15. A method comprising: Use multiple storage controllers to access the memory; Data is stored in the Level 2 (L2) cache memory; as well as Processing data with a processor having multiple cores involves executing operations corresponding to instructions that indicate: a first matrix having M rows × K columns of 32-bit elements, each 32-bit element having eight 4-bit data elements; A second matrix with K rows × N columns of 32-bit elements, where each 32-bit element has eight 4-bit data elements; And a third matrix having M rows × N columns; the instruction has a first indicator indicating whether the 4-bit data elements of the first matrix are signed or unsigned, and a second indicator indicating whether the 4-bit data elements of the second matrix are signed or unsigned, the operation including: For each row m in the M rows of the first matrix, and for each column n in the N columns of the second matrix: For each of the K 32-bit elements in row m of the first matrix: Multiply the eight 4-bit data elements of the 32-bit element in row m of the first matrix with the corresponding data elements of the eight 4-bit data elements of the corresponding 32-bit element in column n of the second matrix to generate eight products. as well as The 32-bit result data element is stored in row m of row M and column n of column N of the third matrix. The 32-bit result data element is the sum of eight products generated based on each of the K 32-bit elements of row m of the first matrix and the 32-bit data elements corresponding to row m of the first matrix and column n of the second matrix.

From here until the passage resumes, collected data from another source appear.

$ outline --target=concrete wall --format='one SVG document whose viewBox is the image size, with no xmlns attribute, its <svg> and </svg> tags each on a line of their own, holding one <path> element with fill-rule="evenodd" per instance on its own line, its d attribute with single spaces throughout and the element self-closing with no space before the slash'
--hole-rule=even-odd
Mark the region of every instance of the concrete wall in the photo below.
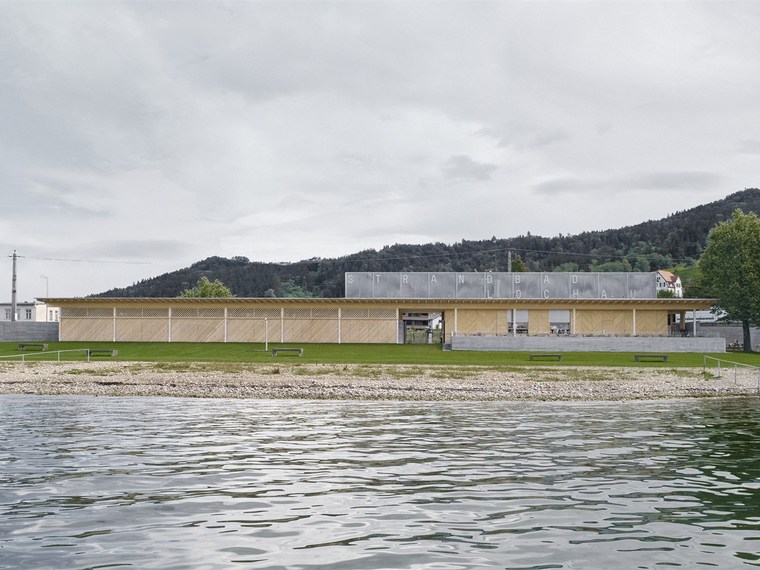
<svg viewBox="0 0 760 570">
<path fill-rule="evenodd" d="M 691 330 L 691 323 L 688 323 L 688 330 Z M 739 341 L 744 342 L 744 331 L 741 325 L 722 325 L 722 324 L 697 324 L 697 331 L 700 336 L 711 336 L 724 338 L 726 342 Z M 760 351 L 760 328 L 751 327 L 749 335 L 752 339 L 752 349 Z"/>
<path fill-rule="evenodd" d="M 722 338 L 455 336 L 452 350 L 524 352 L 726 352 Z"/>
<path fill-rule="evenodd" d="M 55 342 L 58 323 L 0 322 L 0 342 Z"/>
</svg>

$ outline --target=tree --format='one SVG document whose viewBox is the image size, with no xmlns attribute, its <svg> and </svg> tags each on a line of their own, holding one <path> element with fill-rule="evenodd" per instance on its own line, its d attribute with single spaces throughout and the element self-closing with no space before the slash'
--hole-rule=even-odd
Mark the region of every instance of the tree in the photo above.
<svg viewBox="0 0 760 570">
<path fill-rule="evenodd" d="M 710 230 L 699 268 L 706 291 L 729 319 L 741 321 L 751 352 L 750 325 L 760 325 L 760 218 L 737 209 Z"/>
<path fill-rule="evenodd" d="M 522 259 L 520 259 L 519 256 L 517 256 L 515 259 L 512 260 L 512 271 L 516 273 L 520 273 L 520 272 L 530 271 L 530 269 L 528 269 L 528 266 L 525 265 L 525 262 Z"/>
<path fill-rule="evenodd" d="M 229 288 L 219 281 L 219 279 L 216 279 L 214 281 L 209 281 L 209 278 L 205 275 L 198 279 L 198 283 L 195 284 L 195 287 L 192 289 L 185 289 L 182 291 L 182 293 L 179 294 L 180 297 L 234 297 L 235 295 L 232 294 L 232 291 L 229 290 Z"/>
</svg>

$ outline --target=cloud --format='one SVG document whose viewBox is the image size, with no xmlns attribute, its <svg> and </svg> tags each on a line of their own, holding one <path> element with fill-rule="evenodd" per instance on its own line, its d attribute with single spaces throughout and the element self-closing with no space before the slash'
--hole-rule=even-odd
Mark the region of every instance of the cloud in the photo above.
<svg viewBox="0 0 760 570">
<path fill-rule="evenodd" d="M 497 136 L 498 146 L 511 147 L 520 151 L 536 150 L 572 140 L 572 135 L 564 128 L 528 126 L 519 123 L 503 129 L 485 129 L 484 133 Z"/>
<path fill-rule="evenodd" d="M 745 139 L 740 141 L 738 151 L 742 154 L 760 154 L 760 139 Z"/>
<path fill-rule="evenodd" d="M 456 180 L 490 180 L 491 174 L 497 168 L 495 164 L 476 162 L 464 155 L 449 157 L 441 166 L 447 178 Z"/>
<path fill-rule="evenodd" d="M 757 185 L 759 23 L 755 3 L 7 2 L 0 243 L 88 294 L 209 255 L 666 215 Z"/>
<path fill-rule="evenodd" d="M 555 178 L 533 186 L 538 194 L 598 194 L 609 192 L 707 192 L 723 183 L 713 172 L 642 172 L 608 179 Z"/>
</svg>

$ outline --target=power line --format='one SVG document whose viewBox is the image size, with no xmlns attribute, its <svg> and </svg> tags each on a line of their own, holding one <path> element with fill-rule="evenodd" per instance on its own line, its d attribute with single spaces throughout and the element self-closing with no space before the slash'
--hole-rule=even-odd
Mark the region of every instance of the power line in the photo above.
<svg viewBox="0 0 760 570">
<path fill-rule="evenodd" d="M 11 257 L 11 256 L 8 256 Z M 71 263 L 114 263 L 114 264 L 125 264 L 125 265 L 150 265 L 150 262 L 148 261 L 113 261 L 113 260 L 107 260 L 107 259 L 67 259 L 67 258 L 61 258 L 61 257 L 35 257 L 30 255 L 19 255 L 18 258 L 23 259 L 35 259 L 38 261 L 64 261 L 64 262 L 71 262 Z"/>
<path fill-rule="evenodd" d="M 412 247 L 422 247 L 414 245 Z M 450 247 L 450 246 L 449 246 Z M 638 253 L 635 251 L 629 251 L 628 253 L 577 253 L 572 251 L 551 251 L 551 250 L 544 250 L 544 249 L 526 249 L 526 248 L 520 248 L 520 247 L 504 247 L 504 248 L 496 248 L 496 249 L 483 249 L 478 250 L 474 252 L 441 252 L 441 253 L 431 253 L 426 255 L 416 255 L 416 254 L 410 254 L 410 255 L 396 255 L 393 257 L 375 257 L 375 258 L 352 258 L 349 255 L 333 258 L 333 259 L 319 259 L 319 260 L 303 260 L 303 261 L 295 261 L 292 263 L 274 263 L 273 265 L 298 265 L 298 264 L 307 264 L 307 263 L 321 263 L 321 262 L 335 262 L 335 263 L 361 263 L 361 262 L 370 262 L 370 261 L 395 261 L 399 259 L 427 259 L 427 258 L 433 258 L 433 257 L 459 257 L 459 256 L 466 256 L 466 255 L 483 255 L 488 253 L 505 253 L 505 252 L 518 252 L 518 253 L 534 253 L 534 254 L 540 254 L 540 255 L 556 255 L 556 256 L 575 256 L 575 257 L 585 257 L 589 259 L 599 259 L 599 258 L 608 258 L 608 259 L 626 259 L 629 255 L 635 255 L 638 258 L 641 259 L 660 259 L 662 257 L 667 257 L 669 259 L 672 259 L 673 261 L 686 261 L 687 259 L 693 259 L 693 258 L 686 258 L 686 257 L 674 257 L 671 255 L 667 255 L 664 253 Z M 379 252 L 378 252 L 379 253 Z"/>
</svg>

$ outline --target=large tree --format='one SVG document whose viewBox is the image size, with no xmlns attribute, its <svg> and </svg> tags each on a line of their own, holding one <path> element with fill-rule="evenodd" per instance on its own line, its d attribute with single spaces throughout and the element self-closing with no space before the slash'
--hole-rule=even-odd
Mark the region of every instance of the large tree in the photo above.
<svg viewBox="0 0 760 570">
<path fill-rule="evenodd" d="M 210 281 L 205 275 L 198 279 L 198 283 L 192 289 L 185 289 L 179 294 L 180 297 L 234 297 L 232 291 L 219 279 Z"/>
<path fill-rule="evenodd" d="M 760 326 L 760 218 L 737 209 L 710 230 L 699 268 L 706 291 L 729 319 L 741 321 L 750 352 L 750 325 Z"/>
</svg>

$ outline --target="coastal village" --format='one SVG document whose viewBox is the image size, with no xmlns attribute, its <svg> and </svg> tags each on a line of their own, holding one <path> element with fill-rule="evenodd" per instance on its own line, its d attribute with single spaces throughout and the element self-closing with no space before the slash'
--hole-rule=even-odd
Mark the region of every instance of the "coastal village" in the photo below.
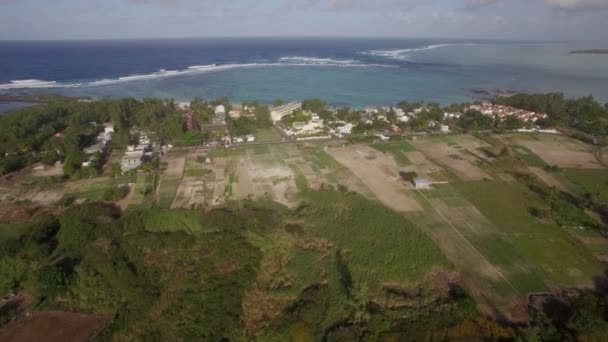
<svg viewBox="0 0 608 342">
<path fill-rule="evenodd" d="M 260 142 L 256 139 L 255 130 L 251 130 L 247 134 L 238 134 L 231 129 L 231 121 L 256 120 L 257 109 L 254 105 L 218 104 L 212 106 L 209 110 L 213 112 L 213 116 L 208 122 L 201 122 L 199 113 L 190 107 L 190 103 L 180 103 L 179 108 L 184 113 L 186 130 L 201 133 L 201 137 L 204 137 L 200 141 L 202 148 L 230 148 L 256 142 L 268 142 Z M 399 106 L 370 106 L 362 110 L 327 107 L 321 114 L 305 109 L 304 103 L 301 101 L 293 101 L 269 108 L 272 122 L 269 130 L 274 132 L 276 142 L 343 139 L 355 134 L 387 141 L 391 136 L 403 134 L 414 136 L 429 132 L 450 134 L 453 132 L 455 123 L 464 113 L 476 111 L 497 122 L 504 122 L 509 117 L 516 118 L 522 123 L 522 127 L 517 129 L 520 132 L 557 133 L 554 129 L 542 129 L 535 125 L 539 120 L 547 119 L 547 114 L 489 102 L 465 106 L 463 111 L 447 111 L 442 110 L 438 105 L 427 104 L 409 106 L 408 109 L 406 111 Z M 340 111 L 345 110 L 349 115 L 339 118 Z M 439 115 L 428 119 L 431 112 Z M 414 132 L 405 129 L 408 123 L 422 117 L 427 118 L 423 129 Z M 82 162 L 82 167 L 93 165 L 96 159 L 103 159 L 109 153 L 113 133 L 113 123 L 104 123 L 95 143 L 83 150 L 86 159 Z M 161 145 L 160 142 L 153 143 L 150 134 L 151 132 L 137 129 L 129 132 L 129 135 L 134 137 L 135 143 L 126 147 L 120 161 L 120 169 L 123 173 L 137 170 L 144 162 L 151 161 L 155 156 L 162 156 L 174 147 L 168 143 L 164 145 Z M 424 180 L 418 183 L 425 184 Z M 426 187 L 426 185 L 422 186 Z"/>
</svg>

16. The method according to claim 15, wherein, The operation further includes performing saturation to generate the 32-bit result data element.
17. The method according to claim 16, wherein, Execution saturation includes execution signed saturation.
18. The method according to claim 15, wherein, K is 4.
19. The method according to claim 15, wherein, M is one of 2, 4, 8, and 16.
20. The method of claim 15, further comprising accessing a first matrix from a plurality of registers of the processor, and accessing a second matrix from a plurality of registers of the processor.
21. The method according to claim 15, wherein, The core includes heterogeneous graphic cores.
22. The method of claim 15, further comprising converting the instructions into one or more instructions of a different instruction set executable by the core.
23. The method according to claim 15, wherein, One of the first and second matrices has a signed 4-bit data element, while the other of the first and second matrices has an unsigned 4-bit data element.
24. A machine-readable medium having instructions that, when executed, cause the machine to perform the method according to any one of claims 15 to 23.
25. An apparatus comprising components for performing the method according to any one of claims 15 to 23.